I saw several Fan mussel (leščur), and there were also very small ones like this one. When they grow, the spikes around the rim are not as long and pretty. Looks like eye-lashes, doesn't it?

I've seen plenty of Rock gobies (Mrki glavač), but this one put all his feathers on display, so he deserves a photo here.

This is a Red-black triplefin (Rdeči sprehajalček or Tripterygion tripteronotum), Croatian name is especially imaginative - it is Pjevač oštronosič or in translation Sharp-small-nose singer.

This one is a little bit tricky, because the photo was not very good, and unfortunately none of the four or five I made were. But with the details I could figure out on them it might be Zvonimir's blenny (Jelenoroga babica or Parablennius zvonimiri).
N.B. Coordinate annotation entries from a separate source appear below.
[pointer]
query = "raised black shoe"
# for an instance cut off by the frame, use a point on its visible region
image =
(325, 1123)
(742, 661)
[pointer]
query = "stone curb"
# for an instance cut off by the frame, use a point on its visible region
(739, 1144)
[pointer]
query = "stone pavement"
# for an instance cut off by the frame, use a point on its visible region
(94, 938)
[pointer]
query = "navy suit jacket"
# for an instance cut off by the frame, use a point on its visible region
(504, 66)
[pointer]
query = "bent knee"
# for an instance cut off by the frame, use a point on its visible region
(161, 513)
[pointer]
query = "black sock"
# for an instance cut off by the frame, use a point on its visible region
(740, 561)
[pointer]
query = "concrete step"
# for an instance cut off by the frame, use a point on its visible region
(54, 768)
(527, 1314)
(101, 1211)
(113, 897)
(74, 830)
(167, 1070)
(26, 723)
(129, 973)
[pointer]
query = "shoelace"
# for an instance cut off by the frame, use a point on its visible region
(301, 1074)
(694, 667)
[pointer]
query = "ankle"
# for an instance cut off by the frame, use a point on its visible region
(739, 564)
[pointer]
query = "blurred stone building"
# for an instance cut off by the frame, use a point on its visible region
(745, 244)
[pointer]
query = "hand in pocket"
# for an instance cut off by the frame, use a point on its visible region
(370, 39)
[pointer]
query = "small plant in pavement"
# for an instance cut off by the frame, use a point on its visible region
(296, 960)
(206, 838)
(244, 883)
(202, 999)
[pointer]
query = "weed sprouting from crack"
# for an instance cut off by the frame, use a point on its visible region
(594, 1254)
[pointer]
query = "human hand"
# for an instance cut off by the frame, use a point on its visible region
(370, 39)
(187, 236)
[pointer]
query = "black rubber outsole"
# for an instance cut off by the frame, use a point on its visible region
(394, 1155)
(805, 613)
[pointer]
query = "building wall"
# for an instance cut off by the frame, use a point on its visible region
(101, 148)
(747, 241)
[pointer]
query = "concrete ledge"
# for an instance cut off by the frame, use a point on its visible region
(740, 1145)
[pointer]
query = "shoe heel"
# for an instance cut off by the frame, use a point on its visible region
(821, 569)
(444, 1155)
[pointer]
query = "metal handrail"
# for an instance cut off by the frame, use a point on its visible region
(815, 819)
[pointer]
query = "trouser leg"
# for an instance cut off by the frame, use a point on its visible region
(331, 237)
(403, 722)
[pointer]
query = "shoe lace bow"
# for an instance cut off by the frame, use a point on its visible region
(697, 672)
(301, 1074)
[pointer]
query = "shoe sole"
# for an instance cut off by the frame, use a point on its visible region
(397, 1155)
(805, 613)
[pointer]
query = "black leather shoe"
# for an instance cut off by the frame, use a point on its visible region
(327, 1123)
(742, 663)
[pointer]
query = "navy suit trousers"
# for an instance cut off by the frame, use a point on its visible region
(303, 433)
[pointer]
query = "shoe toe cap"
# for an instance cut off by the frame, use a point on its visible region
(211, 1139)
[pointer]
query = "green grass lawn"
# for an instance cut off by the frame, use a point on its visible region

There were plenty of Red seasquirts (Rdeči kozolnjak ali morska breskev) around.

This is a Red starfish (Ognjenordeča zvezda or Echinaster sepositus).

Purple sea urchin (Vijoličasti morski ježek ali Paracentrotus lividus).

The Hydriods (Morski grmički ali Eudendrium) were particularly pretty, hanging from the rock like some kind of shiny garland.

On my way back to the boat I also saw a Green sponge ball (Kroglasti kodij ali Codium bursa).